From Wikipedia, the free encyclopedia
Computing desk
< August 14 << Jul | August | Sep >> Current desk >
Welcome to the Wikipedia Computing Reference Desk Archives
The page you are currently viewing is a transcluded archive page. While you can leave answers for any questions shown below, please ask new questions on one of the current reference desk pages.


August 15[edit]

Is there any manual OCR which allows us to assign characters manually for identical glyphs?[edit]

Rather than a conventional OCR or an OCR trainer, is there any engine that would group identical glyphs and allows us to manually assign characters to each occurrence of the glyph? This would help in digitizing old multilingual or handwritten documents faster and with better accuracy. Basically something that would output identical glyphs under same code which we can search-and-replace with the required characters. Thanks. - Vis M (talk) 07:47, 15 August 2022 (UTC)[reply]

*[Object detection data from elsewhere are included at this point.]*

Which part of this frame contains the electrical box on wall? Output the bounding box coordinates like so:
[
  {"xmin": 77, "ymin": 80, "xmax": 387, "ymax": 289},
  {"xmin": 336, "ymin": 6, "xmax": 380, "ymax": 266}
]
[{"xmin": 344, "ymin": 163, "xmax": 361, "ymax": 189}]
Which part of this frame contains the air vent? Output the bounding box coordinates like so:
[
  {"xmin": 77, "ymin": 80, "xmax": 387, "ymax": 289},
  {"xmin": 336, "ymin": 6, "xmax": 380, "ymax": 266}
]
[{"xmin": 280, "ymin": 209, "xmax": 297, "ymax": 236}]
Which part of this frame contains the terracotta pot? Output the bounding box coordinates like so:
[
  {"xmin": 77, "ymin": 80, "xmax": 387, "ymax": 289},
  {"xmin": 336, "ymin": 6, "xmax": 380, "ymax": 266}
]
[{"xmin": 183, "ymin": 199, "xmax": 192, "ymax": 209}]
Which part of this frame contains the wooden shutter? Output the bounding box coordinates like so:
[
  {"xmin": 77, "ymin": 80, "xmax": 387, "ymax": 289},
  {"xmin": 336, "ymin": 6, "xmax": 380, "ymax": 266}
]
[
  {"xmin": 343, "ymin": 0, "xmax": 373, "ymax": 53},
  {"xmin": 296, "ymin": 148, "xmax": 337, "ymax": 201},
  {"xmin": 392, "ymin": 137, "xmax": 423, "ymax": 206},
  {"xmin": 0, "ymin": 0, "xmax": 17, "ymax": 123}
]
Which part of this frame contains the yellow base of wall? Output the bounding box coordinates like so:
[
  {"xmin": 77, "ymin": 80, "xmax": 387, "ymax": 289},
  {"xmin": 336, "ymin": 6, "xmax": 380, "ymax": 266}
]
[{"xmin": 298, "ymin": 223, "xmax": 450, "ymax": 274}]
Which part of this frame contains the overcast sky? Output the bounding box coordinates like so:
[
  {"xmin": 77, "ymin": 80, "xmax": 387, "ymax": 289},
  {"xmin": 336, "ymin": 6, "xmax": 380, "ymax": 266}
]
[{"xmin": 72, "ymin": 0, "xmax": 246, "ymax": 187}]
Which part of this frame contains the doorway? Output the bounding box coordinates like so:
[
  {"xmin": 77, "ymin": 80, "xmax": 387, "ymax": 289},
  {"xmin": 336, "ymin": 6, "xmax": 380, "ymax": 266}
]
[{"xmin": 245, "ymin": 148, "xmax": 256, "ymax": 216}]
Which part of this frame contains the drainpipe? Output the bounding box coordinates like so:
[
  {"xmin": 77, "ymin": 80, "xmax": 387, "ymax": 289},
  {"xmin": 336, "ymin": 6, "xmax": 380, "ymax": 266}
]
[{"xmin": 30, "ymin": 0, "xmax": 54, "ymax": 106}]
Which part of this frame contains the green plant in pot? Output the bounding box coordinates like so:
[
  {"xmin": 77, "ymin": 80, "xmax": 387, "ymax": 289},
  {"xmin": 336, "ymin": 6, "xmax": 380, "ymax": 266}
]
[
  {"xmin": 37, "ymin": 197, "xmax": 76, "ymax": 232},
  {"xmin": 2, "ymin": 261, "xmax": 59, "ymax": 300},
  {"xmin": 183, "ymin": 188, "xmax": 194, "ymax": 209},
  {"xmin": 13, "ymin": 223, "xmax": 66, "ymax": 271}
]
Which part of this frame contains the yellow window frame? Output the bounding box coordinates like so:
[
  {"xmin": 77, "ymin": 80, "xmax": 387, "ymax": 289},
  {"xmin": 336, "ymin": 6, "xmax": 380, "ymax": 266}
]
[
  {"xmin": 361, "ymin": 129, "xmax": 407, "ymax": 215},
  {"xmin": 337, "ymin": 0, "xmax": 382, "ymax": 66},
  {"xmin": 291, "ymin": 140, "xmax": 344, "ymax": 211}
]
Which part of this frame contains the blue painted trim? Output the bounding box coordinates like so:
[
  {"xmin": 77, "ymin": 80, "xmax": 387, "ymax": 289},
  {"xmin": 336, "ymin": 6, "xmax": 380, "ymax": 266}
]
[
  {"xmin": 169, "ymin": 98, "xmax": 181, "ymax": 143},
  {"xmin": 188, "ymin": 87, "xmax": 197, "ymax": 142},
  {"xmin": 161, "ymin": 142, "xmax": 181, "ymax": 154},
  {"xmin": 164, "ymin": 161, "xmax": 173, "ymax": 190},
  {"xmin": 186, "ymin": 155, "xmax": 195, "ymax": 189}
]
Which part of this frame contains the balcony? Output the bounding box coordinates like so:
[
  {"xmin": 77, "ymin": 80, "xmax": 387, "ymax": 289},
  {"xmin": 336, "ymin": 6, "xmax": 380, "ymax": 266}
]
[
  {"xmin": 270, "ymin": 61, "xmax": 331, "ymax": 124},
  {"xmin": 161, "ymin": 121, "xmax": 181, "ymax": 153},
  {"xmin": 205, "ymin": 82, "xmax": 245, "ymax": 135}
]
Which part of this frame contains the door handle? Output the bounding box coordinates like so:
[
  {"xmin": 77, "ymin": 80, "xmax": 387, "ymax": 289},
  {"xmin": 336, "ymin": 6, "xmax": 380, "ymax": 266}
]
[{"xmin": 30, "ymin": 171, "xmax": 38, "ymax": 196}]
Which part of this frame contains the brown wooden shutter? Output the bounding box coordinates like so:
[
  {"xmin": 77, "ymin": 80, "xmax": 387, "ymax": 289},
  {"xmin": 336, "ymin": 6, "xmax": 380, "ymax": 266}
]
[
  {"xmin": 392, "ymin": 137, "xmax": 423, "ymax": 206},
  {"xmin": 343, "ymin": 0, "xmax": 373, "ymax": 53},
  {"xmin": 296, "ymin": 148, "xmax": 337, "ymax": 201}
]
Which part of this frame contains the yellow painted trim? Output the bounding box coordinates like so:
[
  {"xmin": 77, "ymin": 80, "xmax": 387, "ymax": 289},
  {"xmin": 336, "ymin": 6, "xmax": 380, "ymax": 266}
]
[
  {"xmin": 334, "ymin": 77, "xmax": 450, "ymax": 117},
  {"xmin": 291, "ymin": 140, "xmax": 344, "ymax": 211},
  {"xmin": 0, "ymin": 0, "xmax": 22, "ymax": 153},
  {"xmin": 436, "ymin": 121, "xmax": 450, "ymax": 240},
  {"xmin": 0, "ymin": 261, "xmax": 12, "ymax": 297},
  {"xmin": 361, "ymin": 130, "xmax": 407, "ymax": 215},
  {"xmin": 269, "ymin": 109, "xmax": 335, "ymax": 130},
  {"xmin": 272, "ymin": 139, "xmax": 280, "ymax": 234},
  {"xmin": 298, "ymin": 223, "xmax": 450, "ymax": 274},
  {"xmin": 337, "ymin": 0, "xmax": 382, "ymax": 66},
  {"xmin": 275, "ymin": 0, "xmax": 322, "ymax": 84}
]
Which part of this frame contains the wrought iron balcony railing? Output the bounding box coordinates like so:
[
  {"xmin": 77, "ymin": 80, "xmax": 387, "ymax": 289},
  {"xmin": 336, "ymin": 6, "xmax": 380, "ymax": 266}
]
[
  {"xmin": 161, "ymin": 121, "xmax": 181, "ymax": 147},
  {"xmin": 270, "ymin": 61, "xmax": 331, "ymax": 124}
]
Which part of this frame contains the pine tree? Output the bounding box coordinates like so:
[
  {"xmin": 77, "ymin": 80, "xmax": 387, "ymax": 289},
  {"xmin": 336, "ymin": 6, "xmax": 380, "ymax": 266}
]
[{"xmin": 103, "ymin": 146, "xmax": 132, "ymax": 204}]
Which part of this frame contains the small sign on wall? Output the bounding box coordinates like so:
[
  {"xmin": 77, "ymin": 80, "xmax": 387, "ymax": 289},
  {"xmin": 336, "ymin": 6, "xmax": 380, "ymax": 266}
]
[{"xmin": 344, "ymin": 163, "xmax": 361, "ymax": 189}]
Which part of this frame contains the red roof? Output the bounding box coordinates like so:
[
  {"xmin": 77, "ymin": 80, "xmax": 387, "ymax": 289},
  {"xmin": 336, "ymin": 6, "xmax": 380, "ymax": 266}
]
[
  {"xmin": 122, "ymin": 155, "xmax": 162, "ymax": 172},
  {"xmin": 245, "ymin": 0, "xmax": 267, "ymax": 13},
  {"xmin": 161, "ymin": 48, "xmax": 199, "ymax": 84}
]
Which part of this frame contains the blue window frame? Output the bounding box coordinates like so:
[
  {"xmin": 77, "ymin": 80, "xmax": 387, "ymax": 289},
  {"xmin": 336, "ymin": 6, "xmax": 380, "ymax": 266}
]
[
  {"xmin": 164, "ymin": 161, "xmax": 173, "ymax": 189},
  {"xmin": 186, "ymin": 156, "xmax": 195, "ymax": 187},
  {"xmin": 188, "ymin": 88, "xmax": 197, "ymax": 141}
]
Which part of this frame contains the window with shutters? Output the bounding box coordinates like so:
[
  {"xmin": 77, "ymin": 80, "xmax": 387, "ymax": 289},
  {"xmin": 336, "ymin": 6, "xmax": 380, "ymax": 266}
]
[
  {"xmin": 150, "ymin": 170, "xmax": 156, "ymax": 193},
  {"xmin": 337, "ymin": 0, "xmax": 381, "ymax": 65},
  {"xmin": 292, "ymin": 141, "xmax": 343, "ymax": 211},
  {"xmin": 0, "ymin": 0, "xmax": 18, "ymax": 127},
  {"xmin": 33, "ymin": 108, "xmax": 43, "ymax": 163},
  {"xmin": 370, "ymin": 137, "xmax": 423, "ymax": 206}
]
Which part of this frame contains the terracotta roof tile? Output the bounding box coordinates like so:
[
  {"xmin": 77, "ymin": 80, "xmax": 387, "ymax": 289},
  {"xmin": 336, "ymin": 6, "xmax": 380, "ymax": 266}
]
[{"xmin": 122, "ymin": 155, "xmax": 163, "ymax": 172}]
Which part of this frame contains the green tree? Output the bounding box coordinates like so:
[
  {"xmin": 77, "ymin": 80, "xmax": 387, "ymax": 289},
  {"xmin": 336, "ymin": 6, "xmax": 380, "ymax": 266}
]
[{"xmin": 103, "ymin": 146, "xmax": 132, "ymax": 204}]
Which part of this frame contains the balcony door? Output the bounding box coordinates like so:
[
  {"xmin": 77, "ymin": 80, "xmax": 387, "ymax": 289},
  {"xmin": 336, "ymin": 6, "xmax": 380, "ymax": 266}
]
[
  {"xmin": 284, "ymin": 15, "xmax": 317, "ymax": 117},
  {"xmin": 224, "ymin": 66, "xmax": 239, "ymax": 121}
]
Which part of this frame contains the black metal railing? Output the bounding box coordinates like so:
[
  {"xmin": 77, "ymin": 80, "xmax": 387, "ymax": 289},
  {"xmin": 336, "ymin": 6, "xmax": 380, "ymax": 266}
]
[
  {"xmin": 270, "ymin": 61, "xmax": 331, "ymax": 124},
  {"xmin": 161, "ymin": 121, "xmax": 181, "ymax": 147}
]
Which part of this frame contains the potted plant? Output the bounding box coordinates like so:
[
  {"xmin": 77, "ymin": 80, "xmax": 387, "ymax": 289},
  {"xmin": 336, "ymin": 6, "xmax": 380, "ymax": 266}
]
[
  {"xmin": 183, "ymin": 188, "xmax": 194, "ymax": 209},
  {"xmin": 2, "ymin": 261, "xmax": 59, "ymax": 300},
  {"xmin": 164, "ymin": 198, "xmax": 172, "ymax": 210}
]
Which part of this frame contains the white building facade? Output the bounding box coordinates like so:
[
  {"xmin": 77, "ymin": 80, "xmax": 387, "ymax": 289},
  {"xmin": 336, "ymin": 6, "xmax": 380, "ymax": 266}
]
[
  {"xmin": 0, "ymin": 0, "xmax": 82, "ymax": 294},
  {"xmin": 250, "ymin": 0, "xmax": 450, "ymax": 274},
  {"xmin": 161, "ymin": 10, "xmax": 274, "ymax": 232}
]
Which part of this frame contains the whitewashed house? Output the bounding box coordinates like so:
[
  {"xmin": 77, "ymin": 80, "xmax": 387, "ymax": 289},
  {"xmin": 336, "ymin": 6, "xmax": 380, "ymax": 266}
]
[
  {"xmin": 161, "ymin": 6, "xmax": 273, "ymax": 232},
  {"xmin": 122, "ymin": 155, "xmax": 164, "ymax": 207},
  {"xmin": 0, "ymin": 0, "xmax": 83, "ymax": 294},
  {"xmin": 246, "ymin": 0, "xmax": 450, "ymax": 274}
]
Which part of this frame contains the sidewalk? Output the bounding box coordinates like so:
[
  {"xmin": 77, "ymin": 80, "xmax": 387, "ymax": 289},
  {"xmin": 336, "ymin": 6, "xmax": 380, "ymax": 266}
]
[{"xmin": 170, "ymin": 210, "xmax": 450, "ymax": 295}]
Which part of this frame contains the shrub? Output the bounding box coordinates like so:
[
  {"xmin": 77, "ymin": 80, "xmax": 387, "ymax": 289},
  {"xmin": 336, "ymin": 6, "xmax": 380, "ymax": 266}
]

The idea seems sound, and the best OCR software must contain components that already do a great deal of the job (isolating glyphs and edge tracing), but I have not found anything that matches. Two scanned glyphs are unlikely to be identical images; at best they are very similar. So the full task involves cluster analysis as an essential and non-trivial (but doable) component.  --Lambiam 08:32, 17 August 2022 (UTC)[reply]
Ok, thank you! - Vis M (talk) 18:31, 22 August 2022 (UTC)[reply]